I wish that this was a joke, but it's not. Two days ago I received a press release from the Organic Consumers Association with the subject line "Picket at Chez Panisse Restaurant." Picket lines? At Chez Panisse? Chez Panisse, that place in Berkeley that does everything right? Oh, California. It seems the OCA will indeed be picketing in front of the restaurant today, on the occasion of the restaurant's 30th birthday (and can we just pause for a moment to recognize that—30 years!).
But why the picket? In a nutshell, the issue at the heart of the OCA's protest has to do with humanure—that is, toxic sewer sludge, which the OCA claims the SF Public Utilities Commission was giving to "unsuspecting gardeners" in the Bay Area during free compost giveaways last fall. (For some background, check out Barry Estabrook's article here.) According to the OCA, the biosolids compost that had been offered to green thumbs across the city also contains dangerously high-levels of heavy metals and other contaminants that have no business being anywhere near our food. Can I remind you all again that this is not a joke? So what does that have to do with Chez Panisse, and Alice Waters? Francesca Vietor, the executive director of the Chez Panisse Foundation is also the Vice President of the Public Utilities, and the OCA is claiming that Waters' turning a blind eye on the potential hazards of this material was something of an inside job—how could she speak out against toxic sludge when her the Foundation's frontwoman was the one dishing it out? According to a press release issued by the OCA on March 31, "Both Vietor and Waters support growing food on toxic sewage sludge."

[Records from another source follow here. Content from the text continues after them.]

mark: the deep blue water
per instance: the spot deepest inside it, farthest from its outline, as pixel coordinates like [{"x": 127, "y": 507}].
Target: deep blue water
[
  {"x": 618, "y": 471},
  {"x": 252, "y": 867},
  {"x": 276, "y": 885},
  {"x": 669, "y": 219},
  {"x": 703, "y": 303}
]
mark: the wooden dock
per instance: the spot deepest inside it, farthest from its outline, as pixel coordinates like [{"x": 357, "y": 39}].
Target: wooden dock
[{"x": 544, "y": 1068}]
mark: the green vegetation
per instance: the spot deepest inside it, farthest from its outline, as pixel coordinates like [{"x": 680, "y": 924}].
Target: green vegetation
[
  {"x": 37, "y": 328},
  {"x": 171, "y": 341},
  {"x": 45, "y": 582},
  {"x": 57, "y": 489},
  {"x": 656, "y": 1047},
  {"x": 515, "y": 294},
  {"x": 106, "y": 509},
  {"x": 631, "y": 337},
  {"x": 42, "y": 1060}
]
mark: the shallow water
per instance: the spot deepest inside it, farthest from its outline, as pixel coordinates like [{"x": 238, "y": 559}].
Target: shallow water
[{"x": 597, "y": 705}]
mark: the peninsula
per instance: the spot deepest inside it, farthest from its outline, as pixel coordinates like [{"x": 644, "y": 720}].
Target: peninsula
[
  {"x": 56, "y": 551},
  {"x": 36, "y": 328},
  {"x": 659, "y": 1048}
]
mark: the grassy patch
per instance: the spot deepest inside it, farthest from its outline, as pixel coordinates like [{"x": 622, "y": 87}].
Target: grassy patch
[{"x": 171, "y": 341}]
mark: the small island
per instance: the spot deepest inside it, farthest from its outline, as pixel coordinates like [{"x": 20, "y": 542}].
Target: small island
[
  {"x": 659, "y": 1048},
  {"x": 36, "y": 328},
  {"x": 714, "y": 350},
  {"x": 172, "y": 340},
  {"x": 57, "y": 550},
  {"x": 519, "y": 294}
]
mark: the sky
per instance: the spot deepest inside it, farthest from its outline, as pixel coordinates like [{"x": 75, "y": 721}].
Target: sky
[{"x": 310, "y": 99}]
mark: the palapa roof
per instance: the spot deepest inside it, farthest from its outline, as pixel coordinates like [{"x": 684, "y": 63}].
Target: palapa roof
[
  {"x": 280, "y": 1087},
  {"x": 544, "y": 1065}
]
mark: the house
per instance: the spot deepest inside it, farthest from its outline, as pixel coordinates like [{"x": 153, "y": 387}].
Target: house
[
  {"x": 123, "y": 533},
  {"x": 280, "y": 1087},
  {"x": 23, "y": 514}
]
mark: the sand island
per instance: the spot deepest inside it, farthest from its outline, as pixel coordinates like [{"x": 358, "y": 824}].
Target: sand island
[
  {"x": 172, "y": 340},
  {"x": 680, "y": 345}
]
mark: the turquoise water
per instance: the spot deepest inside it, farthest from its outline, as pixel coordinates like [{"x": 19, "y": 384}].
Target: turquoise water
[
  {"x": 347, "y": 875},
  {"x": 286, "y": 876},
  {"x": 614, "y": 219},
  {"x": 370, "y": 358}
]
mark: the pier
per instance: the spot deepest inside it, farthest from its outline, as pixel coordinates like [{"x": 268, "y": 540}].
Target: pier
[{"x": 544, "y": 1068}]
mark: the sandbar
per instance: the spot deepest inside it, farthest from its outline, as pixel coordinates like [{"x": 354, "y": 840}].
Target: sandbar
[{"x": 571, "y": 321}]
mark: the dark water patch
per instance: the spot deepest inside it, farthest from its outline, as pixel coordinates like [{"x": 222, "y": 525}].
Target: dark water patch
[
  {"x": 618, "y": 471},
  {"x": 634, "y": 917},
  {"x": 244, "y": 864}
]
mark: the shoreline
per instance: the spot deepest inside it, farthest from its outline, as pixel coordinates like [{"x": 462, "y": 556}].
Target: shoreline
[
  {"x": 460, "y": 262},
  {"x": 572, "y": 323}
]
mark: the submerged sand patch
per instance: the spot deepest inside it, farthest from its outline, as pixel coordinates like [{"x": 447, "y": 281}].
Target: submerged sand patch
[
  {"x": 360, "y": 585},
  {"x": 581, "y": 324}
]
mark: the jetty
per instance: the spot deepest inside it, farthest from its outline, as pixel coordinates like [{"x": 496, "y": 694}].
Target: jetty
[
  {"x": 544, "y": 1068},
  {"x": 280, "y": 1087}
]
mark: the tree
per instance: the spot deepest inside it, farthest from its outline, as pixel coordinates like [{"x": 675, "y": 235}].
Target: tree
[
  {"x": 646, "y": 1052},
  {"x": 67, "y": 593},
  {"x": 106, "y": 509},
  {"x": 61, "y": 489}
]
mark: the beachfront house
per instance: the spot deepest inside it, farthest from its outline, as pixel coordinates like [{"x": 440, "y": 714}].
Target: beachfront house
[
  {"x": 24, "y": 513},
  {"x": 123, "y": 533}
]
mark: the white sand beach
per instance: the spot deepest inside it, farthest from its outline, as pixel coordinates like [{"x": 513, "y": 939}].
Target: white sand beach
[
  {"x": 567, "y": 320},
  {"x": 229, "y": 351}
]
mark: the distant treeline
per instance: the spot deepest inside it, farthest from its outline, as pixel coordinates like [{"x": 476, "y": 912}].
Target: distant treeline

Except—the SFPUC immediately stopped giving out compost some time ago, when questions about toxic sludge contamination were first raised, in large part because of Ms. Vietor's activism. The Foundation countered today with their own statement, indicating that not only were they in favor of oversight of the compost program, but also announcing that they had requested, on March 26, the scientific data that the OCA claims proves unsafe practices. The OCA has not yet produced that data.
Ah, some good old fashioned shit-slinging.